サッカーの北中米ワールドカップ(W杯)に臨む日本代表26人のメンバーには、森保一監督がカタールW杯後の3年半で積み上げてきたチーム作りの方向性が色濃く反映されている。単純な“ベストメンバー”というより、グループリーグ3試合と決勝トーナメント5試合、最大8試合という短期決戦を勝ち抜くための機能性、戦術的柔軟性、コンディション管理まで含めた編成だ。
カタール大会経験組と未経験組のバランス
森保監督はメンバー発表の記者会見で「今、日本が世界で勝つための最高の26人」と表現した。今回の選考を見ると、当然だが能力の高い選手から26人を並べるのではなく、組織論に基づき、大会中に起こる色々なことを想定しながら、どれだけ臨機応変に戦い抜けるかが重要な基準になっていたことが分かる。

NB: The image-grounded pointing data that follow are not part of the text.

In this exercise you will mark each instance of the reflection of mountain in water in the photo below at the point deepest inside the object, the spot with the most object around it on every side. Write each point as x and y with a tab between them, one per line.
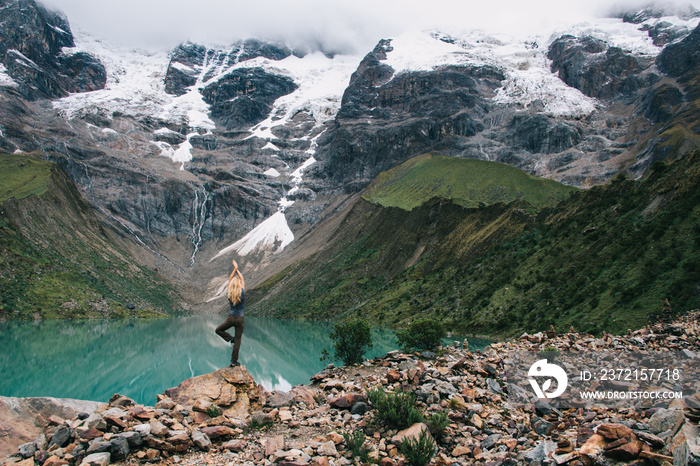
94	359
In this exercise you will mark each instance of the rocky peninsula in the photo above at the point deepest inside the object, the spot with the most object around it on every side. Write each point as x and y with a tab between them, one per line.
226	418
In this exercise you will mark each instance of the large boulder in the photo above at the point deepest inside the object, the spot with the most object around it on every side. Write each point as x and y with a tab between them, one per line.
35	49
232	389
23	419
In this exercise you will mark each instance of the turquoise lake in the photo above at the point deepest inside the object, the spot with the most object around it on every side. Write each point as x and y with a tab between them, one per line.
94	359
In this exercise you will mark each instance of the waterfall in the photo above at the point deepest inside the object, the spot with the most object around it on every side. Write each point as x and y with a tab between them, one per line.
200	215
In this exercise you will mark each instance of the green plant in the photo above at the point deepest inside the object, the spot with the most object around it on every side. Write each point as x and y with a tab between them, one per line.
437	423
214	411
398	410
418	451
422	335
355	443
351	340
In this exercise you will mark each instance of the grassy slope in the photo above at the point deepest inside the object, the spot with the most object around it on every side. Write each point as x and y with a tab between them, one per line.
604	259
57	261
469	183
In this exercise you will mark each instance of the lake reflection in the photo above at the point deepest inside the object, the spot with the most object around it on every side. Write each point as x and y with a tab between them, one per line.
92	360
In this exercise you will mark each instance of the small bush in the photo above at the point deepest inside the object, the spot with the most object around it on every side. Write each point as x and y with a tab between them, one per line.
420	451
422	335
355	443
351	340
437	423
398	410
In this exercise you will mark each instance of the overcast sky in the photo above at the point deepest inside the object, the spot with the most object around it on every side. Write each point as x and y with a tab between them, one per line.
341	25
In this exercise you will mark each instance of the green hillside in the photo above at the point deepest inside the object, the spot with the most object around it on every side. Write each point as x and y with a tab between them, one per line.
470	183
602	260
56	258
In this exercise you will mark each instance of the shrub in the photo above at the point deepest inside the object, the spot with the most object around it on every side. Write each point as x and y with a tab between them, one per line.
398	410
351	340
418	451
422	335
355	443
437	423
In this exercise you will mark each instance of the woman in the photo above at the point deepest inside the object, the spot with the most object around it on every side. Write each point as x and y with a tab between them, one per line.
236	301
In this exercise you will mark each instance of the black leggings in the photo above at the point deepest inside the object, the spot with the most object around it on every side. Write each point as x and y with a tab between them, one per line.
237	322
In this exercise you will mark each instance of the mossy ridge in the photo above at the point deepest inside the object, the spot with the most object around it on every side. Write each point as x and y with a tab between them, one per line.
469	182
57	261
22	176
602	260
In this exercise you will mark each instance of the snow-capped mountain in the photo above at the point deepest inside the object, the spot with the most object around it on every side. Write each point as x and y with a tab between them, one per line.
204	151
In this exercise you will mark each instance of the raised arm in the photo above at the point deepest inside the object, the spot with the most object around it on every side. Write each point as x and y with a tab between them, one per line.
236	272
241	278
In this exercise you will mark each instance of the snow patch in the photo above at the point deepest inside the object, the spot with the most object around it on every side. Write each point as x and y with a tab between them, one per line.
321	80
272	234
5	79
135	87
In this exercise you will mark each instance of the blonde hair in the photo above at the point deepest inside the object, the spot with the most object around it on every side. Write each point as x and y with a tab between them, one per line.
234	290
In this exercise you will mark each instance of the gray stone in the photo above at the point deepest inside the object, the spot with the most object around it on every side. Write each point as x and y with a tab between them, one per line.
359	408
98	446
666	419
261	418
542	427
133	438
98	459
541	452
201	440
328	449
95	421
279	399
41	442
686	454
406	365
493	386
445	389
27	450
490	441
119	448
60	437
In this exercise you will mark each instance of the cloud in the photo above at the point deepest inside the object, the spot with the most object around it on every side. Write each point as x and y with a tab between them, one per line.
347	26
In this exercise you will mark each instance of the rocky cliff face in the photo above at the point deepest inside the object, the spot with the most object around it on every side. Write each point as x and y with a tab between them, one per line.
187	152
31	50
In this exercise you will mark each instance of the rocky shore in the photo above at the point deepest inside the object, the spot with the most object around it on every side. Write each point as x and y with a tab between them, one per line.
226	418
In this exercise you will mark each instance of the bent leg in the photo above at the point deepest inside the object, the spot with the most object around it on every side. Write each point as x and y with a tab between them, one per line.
227	324
239	325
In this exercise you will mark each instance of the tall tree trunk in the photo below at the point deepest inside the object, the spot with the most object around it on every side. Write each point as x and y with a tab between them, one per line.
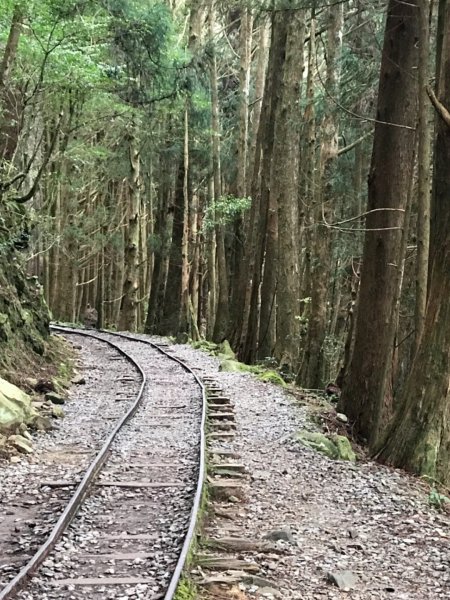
260	194
12	43
169	323
420	437
222	312
238	266
128	313
423	204
312	365
366	384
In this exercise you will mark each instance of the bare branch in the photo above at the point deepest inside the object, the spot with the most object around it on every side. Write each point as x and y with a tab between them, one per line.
440	108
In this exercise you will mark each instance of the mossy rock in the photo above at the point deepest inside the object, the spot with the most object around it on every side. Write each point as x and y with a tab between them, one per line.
319	442
206	346
15	407
344	448
337	447
229	365
272	377
57	412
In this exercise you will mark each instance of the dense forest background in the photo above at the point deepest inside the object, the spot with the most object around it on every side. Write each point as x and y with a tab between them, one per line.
199	168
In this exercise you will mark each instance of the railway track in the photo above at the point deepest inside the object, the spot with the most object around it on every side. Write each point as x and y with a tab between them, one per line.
126	530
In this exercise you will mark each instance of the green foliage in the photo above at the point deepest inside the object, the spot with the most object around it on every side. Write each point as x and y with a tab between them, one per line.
436	499
225	210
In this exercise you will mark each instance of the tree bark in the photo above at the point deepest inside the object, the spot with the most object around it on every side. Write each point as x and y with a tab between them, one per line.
284	189
423	203
128	312
419	439
366	391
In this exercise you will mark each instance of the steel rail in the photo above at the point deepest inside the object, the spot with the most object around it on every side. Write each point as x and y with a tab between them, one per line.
175	580
19	581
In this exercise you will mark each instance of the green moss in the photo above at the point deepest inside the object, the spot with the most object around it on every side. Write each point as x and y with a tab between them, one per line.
206	346
225	350
186	590
344	448
319	442
272	377
337	447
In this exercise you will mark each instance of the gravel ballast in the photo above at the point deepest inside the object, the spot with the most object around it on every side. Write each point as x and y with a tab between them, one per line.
371	524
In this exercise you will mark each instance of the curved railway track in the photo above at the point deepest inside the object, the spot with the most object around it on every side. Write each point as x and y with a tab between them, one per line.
148	493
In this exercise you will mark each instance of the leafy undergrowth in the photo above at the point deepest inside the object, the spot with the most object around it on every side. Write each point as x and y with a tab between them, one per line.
24	368
229	363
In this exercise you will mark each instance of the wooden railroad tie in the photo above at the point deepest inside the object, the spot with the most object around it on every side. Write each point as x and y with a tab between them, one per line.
221	435
217	563
221	415
218	400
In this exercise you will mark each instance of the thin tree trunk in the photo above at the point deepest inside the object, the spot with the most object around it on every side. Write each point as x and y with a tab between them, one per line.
423	205
420	437
128	314
284	189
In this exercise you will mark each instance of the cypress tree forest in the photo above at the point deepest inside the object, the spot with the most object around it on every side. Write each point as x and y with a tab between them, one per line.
270	173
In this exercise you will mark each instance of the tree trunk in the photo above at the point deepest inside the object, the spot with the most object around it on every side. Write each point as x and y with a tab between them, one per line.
423	208
261	191
420	437
222	311
284	189
311	374
128	313
366	385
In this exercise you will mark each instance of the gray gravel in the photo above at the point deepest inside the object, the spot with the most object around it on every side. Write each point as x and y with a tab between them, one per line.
159	445
122	531
367	519
29	508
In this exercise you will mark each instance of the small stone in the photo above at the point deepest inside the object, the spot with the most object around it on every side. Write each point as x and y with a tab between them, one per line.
43	424
57	412
267	592
284	535
20	443
344	580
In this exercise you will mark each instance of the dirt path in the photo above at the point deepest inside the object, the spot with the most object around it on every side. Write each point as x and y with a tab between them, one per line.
367	519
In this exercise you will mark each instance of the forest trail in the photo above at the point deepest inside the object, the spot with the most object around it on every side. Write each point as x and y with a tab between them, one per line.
296	524
340	518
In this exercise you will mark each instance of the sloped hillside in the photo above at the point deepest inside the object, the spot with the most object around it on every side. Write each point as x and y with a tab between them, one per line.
24	316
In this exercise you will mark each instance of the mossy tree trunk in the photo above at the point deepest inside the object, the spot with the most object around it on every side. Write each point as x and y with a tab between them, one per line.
284	189
366	392
420	436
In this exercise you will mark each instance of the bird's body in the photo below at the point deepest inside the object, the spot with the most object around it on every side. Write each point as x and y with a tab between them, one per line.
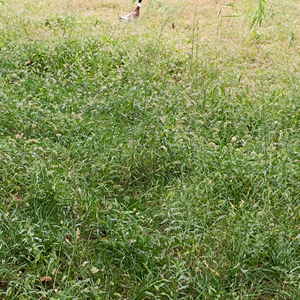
133	15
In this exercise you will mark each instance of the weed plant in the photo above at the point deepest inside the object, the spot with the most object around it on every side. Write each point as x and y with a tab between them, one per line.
149	160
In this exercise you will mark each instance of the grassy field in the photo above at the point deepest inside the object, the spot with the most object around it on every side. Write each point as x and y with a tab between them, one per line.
153	160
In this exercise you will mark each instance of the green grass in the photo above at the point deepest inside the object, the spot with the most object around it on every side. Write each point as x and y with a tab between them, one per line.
139	161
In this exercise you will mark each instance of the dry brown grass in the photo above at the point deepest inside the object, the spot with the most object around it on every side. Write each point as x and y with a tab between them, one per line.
221	33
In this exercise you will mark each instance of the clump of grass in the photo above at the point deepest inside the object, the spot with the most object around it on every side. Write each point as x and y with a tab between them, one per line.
148	162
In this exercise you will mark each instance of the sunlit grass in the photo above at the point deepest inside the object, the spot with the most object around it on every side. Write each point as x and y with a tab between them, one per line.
149	160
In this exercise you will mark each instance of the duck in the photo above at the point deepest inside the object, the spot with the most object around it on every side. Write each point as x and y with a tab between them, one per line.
133	15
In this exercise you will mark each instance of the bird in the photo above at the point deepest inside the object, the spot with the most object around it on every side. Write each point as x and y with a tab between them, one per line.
133	15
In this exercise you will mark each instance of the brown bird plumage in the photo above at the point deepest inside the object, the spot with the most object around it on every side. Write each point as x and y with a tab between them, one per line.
133	15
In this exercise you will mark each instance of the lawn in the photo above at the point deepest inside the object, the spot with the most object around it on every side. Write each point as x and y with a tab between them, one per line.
151	160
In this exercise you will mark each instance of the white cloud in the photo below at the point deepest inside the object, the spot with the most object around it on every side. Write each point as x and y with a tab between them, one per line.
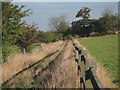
65	0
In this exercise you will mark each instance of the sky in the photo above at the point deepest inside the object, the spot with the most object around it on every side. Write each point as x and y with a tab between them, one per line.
42	11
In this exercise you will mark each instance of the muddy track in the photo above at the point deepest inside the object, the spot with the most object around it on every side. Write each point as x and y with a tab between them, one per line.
32	65
65	68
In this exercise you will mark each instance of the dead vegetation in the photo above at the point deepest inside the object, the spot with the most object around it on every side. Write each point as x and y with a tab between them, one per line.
19	61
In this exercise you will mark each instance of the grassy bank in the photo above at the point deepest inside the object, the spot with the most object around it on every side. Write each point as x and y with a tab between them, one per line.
105	51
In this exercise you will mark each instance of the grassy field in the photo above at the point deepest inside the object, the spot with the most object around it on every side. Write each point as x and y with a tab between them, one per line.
105	51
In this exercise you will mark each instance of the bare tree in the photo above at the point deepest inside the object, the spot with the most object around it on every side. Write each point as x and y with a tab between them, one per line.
59	23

まず見えてくるのが年齢と世代のバランスだ。最年長は5大会連続のW杯メンバー入りとなった39歳の長友佑都(FC東京)。森保監督は「これまでの過去4大会の成果も課題も全て知っている」と選出理由を説明した。豊富な経験はもちろんのこと、練習では常にギラギラしながら出場チャンスを狙い、試合になれば仲間たちを鼓舞できる長友の存在はチーム全体の意識を引き上げることが期待される。
その一方で21歳の塩貝健人(ヴォルフスブルク/ドイツ)、20歳の後藤啓介(シント=トロイデン/ベルギー)という二人の若手ストライカーが選ばれた。彼らは2028年に行われるロサンゼルス五輪に出場資格がある、いわゆる”ロス五輪世代”で、次のサイクルへの橋渡しの意味合いも考えられるが、何よりここから本大会まで、短期間でも成長が期待できる選手たちで、優勝を目指すチームの爆発力になりうる。
チームの軸になるのは東京五輪を経験した1997年から2000年生まれの選手たち。センターバックの板倉滉(アヤックス/オランダ)や冨安健洋(アヤックス/オランダ)、右サイドアタッカーの堂安律(アイントラハト・フランクフルト/ドイツ)、中盤の田中碧(リーズ/イングランド)、そしてエースストライカーの上田綺世(フェイエノールト/オランダ)はカタールW杯を経験した選手たちでもある。
こうしたカタールW杯経験者が多いことも今回のメンバーの特徴だ。前回大会で日本はドイツ、スペインを破り、クロアチアにあと一歩のところでPK戦負け。その悔しさと共に、世界トップレベルと戦える感覚を得た。試合運び、メンタル面において彼らの経験は大きい。